The PlayStation Vita version of God Eater 2 topped the Media Create sales charts in Japan during its first week of release by replacing Battlefield 4, selling 266,326 physical retail copies, ahead of Call of Duty: Ghosts and Pro Evolution Soccer 2014 which both also debuted the same week. In addition, the PSP version sold 112,024 copies, placing it in fourth place. The same week, PlayStation Vita console sales jumped up to 46,350 units, doubling over the previous week, while the PlayStation Vita TV, which made its Japan debut the same day as God Eater 2, sold 42,172 units. Prior to release, God Eater 2 was heavily marketed alongside the PlayStation Vita TV game system.

Among the Famitsu 2013 Top 100, a listing of the top 100 Japanese retail software sales for the year of 2013 from data collected by Famitsu's parent company Enterbrain, the PlayStation Vita version of God Eater 2 ranked number 20, with 354,498 physical retail sales, whilst the PlayStation Portable version ranked at number 53, with 180,781 retail sales. As of 31 March 2014, the game shipped 700,000 copies within Japan on both the PSP and Vita platforms according to a Namco Bandai financial report for the fiscal year ending March 2014.
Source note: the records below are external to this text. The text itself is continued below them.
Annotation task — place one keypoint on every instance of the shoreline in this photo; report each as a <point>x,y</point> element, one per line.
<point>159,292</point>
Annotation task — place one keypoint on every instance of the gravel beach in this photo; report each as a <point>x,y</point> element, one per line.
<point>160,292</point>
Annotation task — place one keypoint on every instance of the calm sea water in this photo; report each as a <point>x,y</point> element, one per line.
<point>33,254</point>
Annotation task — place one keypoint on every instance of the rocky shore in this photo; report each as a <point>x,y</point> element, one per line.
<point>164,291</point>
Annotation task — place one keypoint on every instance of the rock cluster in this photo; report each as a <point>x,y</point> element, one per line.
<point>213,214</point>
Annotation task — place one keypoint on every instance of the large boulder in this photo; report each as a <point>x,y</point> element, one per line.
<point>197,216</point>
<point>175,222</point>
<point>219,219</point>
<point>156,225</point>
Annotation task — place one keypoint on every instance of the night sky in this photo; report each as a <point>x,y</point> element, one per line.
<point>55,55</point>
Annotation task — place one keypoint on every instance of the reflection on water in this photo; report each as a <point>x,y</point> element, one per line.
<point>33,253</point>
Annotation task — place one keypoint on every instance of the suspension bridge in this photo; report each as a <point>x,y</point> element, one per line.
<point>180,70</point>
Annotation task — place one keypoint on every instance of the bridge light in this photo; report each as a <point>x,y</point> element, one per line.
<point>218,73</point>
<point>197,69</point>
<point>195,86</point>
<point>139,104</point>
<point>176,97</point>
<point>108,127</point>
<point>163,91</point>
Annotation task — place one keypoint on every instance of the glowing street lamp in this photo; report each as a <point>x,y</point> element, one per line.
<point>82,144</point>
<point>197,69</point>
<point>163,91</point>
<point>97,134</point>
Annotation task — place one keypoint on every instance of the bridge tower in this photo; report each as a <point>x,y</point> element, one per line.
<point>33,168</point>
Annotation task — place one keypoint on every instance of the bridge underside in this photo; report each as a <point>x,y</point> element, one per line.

God Eater 2 placed fourth place amongst all digital copy games sold on the Japanese PlayStation Network overall in 2013, and the second most-sold digital Vita game behind Dragon's Crown.

God Eater 2: Rage Burst sold 234,180 physical copies on Vita and 37,824 on PS4 within its debut week, placing first and third place respectively for the weekly sales charts.

Aggregate score
| Aggregator | Score |
|---|---|
| Metacritic | PC: 73/100 PS4: 69/100 |

Review scores
| Publication | Score |
|---|---|
| Destructoid | PC: 8/10 |
| Famitsu | VITA: 38/40 PSP: 35/40 PS4/VITA (Rage Burst): 36/40 |
| GameSpot | PS4: 8/10 |

==Sequel==

A sequel, God Eater 3 was released in late 2018 in Japan and early 2019 in worldwide for PlayStation 4 and PC and in middle 2019 for Nintendo Switch. Marvelous Inc, who is best known for creating video game series like Senran Kagura, Rune Factory and Story of Season, replaced Shift.